The new deals cover Dolan through fiscal 2024, which ends June 30 that year. His prior employment contracts with both companies expired last summer, but the new agreements were only signed in December. As part of the current year’s compensation, Dolan received $5.1 million in bonuses, evenly split between the entities, according to the contract filing.
As publicly traded businesses, the Madison Square Gardens have compensation committees that determine the level of bonuses Dolan receives, and it is possible he could be awarded more than the combined $26 million-plus he is eligible for. The new contract specifies that the compensation committee will base Dolan’s compensation in part by comparison to peer businesses, as required by the SEC. However, last year the company said there is a lack of publicly traded business comparable to the MSG businesses. In the unlikely event he is fired or quits, he’d be paid $8,400 a day for consultations.
Dolan is the controlling shareholder of each Madison Square Garden company, controlling enough votes in the Dolan family trusts to veto any going private transaction in either business. The stock market values MSG Sports at a $3.86 billion market cap.
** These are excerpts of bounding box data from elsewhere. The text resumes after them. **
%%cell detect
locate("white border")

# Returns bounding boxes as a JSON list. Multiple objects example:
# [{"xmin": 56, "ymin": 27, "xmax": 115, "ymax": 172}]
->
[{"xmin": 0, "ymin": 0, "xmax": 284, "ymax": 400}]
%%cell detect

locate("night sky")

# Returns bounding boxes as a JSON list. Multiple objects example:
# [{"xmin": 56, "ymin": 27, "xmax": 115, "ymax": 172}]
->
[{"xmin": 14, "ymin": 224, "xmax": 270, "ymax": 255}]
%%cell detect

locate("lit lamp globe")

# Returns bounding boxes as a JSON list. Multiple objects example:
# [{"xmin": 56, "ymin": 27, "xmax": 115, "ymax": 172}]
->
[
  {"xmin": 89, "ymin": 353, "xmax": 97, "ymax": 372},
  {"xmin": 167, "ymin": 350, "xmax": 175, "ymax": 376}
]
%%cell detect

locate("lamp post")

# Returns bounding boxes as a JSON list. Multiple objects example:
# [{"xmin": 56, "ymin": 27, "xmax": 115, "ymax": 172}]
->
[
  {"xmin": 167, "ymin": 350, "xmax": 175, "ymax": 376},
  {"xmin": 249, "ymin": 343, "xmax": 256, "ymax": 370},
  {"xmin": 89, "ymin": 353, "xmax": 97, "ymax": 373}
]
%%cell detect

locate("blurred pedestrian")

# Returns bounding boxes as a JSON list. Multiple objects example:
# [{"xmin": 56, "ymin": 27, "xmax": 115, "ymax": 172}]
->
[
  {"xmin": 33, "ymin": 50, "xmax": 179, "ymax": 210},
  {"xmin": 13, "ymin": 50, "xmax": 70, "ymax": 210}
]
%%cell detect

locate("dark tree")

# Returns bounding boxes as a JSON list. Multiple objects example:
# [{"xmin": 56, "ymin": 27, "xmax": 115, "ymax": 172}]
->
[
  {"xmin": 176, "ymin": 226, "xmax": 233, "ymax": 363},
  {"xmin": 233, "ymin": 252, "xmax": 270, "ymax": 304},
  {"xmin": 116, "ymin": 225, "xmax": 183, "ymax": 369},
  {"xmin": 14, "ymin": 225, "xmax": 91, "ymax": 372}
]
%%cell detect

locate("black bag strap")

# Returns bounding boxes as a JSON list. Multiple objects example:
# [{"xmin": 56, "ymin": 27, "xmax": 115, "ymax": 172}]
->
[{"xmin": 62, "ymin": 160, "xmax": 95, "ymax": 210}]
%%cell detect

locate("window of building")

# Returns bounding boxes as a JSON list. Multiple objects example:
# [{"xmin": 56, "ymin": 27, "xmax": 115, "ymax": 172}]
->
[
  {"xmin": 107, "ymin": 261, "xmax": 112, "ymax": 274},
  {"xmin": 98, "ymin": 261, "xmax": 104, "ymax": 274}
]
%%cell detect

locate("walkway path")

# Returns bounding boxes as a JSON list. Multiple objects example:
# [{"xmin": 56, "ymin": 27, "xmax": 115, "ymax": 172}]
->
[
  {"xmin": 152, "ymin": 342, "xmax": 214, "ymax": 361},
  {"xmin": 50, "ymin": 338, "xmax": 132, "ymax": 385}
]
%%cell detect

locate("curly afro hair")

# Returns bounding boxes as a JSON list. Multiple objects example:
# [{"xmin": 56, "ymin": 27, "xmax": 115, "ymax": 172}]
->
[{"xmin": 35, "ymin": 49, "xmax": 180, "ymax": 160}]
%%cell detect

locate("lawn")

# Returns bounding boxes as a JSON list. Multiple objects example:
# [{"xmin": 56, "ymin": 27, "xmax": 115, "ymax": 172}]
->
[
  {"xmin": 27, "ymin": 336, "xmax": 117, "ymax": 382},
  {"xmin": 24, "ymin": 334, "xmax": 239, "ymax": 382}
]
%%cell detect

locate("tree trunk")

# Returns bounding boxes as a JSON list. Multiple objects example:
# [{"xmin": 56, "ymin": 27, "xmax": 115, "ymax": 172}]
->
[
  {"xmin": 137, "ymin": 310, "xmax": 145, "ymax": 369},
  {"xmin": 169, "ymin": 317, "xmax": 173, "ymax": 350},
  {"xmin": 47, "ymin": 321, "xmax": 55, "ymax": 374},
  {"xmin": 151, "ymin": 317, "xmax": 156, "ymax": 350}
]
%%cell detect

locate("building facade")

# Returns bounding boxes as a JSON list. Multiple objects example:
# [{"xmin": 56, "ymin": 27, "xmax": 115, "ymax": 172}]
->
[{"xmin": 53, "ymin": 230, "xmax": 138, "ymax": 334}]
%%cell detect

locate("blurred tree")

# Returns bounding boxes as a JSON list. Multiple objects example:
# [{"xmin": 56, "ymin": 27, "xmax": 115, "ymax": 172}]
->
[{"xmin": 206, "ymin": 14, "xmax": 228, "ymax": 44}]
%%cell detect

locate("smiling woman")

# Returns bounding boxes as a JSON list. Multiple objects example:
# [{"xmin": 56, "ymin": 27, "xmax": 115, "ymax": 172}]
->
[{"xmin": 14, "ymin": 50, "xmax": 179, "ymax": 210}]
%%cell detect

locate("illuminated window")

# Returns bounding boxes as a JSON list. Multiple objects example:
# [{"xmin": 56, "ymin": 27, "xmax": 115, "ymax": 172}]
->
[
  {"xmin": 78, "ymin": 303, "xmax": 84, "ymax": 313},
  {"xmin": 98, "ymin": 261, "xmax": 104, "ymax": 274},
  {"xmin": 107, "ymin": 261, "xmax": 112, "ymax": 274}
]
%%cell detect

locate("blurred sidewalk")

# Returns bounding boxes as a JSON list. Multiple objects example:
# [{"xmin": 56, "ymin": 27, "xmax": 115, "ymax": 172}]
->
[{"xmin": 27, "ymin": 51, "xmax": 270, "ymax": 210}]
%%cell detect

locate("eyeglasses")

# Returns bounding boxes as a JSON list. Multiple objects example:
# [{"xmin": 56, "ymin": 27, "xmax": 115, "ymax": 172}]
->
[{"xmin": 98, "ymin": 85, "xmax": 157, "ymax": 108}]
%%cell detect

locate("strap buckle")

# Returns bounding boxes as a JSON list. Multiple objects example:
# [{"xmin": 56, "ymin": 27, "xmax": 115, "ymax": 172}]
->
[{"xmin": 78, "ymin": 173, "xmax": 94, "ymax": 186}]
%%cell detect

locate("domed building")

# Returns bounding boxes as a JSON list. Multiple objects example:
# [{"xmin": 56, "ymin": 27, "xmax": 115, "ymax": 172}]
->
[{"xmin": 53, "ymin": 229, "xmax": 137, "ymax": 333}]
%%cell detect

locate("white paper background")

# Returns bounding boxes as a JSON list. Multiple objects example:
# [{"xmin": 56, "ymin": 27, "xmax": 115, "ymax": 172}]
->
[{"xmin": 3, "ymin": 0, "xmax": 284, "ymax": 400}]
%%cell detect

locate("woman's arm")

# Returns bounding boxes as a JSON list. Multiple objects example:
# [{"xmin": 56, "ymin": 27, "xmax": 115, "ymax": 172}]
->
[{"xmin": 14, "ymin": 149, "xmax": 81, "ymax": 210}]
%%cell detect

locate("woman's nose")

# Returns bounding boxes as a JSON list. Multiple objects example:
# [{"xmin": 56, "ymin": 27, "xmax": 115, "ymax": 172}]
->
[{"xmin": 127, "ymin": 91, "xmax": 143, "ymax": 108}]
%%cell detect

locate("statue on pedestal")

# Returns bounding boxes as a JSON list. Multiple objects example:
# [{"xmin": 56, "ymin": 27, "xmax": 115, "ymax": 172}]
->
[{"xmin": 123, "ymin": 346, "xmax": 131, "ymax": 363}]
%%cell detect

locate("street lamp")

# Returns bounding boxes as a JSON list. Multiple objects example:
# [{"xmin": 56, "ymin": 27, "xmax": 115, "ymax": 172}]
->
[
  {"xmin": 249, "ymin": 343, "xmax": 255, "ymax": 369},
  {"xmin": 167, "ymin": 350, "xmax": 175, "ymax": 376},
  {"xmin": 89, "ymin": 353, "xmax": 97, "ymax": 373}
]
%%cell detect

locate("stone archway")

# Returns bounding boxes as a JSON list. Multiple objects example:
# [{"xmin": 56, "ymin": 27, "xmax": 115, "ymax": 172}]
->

In a private transaction, the Knicks would be worth $6.12 billion and the Rangers $1.87 billion, according to Sportico’s most recent team valuations.
The Dolan family, as a group, control nearly 71% of the voting power of the Knicks and Rangers and nearly 73% of MSG Entertainment. Jim Dolan, son of the New York cable system entrepreneur and HBO founder Charles Dolan, has been criticized for his pay packages in the past. For 2019, Jim Dolan voluntarily relinquished millions of dollars in grants after a lawsuit over total compensation of more than $54 million that year, which was prior to Madison Square Garden being reorganized into what are now two publicly traded companies.
Last year, a third publicly traded business, Madison Square Garden Networks, was merged by Entertainment in an all-stock transaction that came at a discount to Networks’ share price, a rarely seen arrangement, since healthy publicly traded businesses typically are acquired at a premium to their share price.